To further explore potential overlap of our data and other GWAS, we examined whether previously implicated genes from recent autism GWAS were present in the GO terms identified in this study. None of the genes that overlap with the top-associated SNPs from previous GWAS described by Wang and co-workers4 (CDH22, CTNNA3, DMD, FEZF2, LOC100132914, LRRC1 and SYT17) and Weiss and co-workers6 (ACTN2, ADA, CENPC1, CRIM1, CTNNA3, CUGBP2, GAS2, IQGAP2, JARID2, SGCD and XG) appeared in the 88 unique GO terms showing overlap in these analyses. Moreover, we do not observe overlap with those genes highlighted by the authors as residing close to their maximal association peaks, namely SEMA5A, TAS2R1 and CDH9, CDH10.

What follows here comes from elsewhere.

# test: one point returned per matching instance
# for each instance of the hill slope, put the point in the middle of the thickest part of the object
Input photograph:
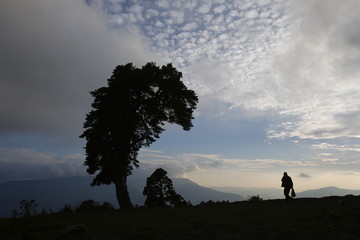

The GO database is continuously updated as evidence is gathered on gene biology. The build of the database used in these analyses contains information on 17 703 genes, compared with less than 5000 for databases such as KEGG. However, not all genes are tagged to GO terms. This is exemplified by the MACROD2 gene, which contained SNPs showing the strongest association signal from our previous GWAS analyses.7 Over time more information will be gathered on the biological role and interactions between these genes to further annotate these terms.

In addition to single gene effects such as MACROD2, data presented in this analysis may offer some additional insight into biological processes, within which genetic risk for autism may lie. This can include hypothesis-free gene lists such as those in the GO dataset, or more hypothesis-driven candidate gene lists highlighting previous linkage, association or biology. The application of pedSRT to our GWAS data has highlighted biological processes previously implicated in autism and offers impetus to re-examine these processes based on evidence from genome-wide investigation. Association enrichment analysis provides additional evidence from GWAS data to identify genetic risk variants and genes and prioritize biological processes for further research into areas such as biomarker discovery, gene–gene interaction analyses and identification of putative drug targets.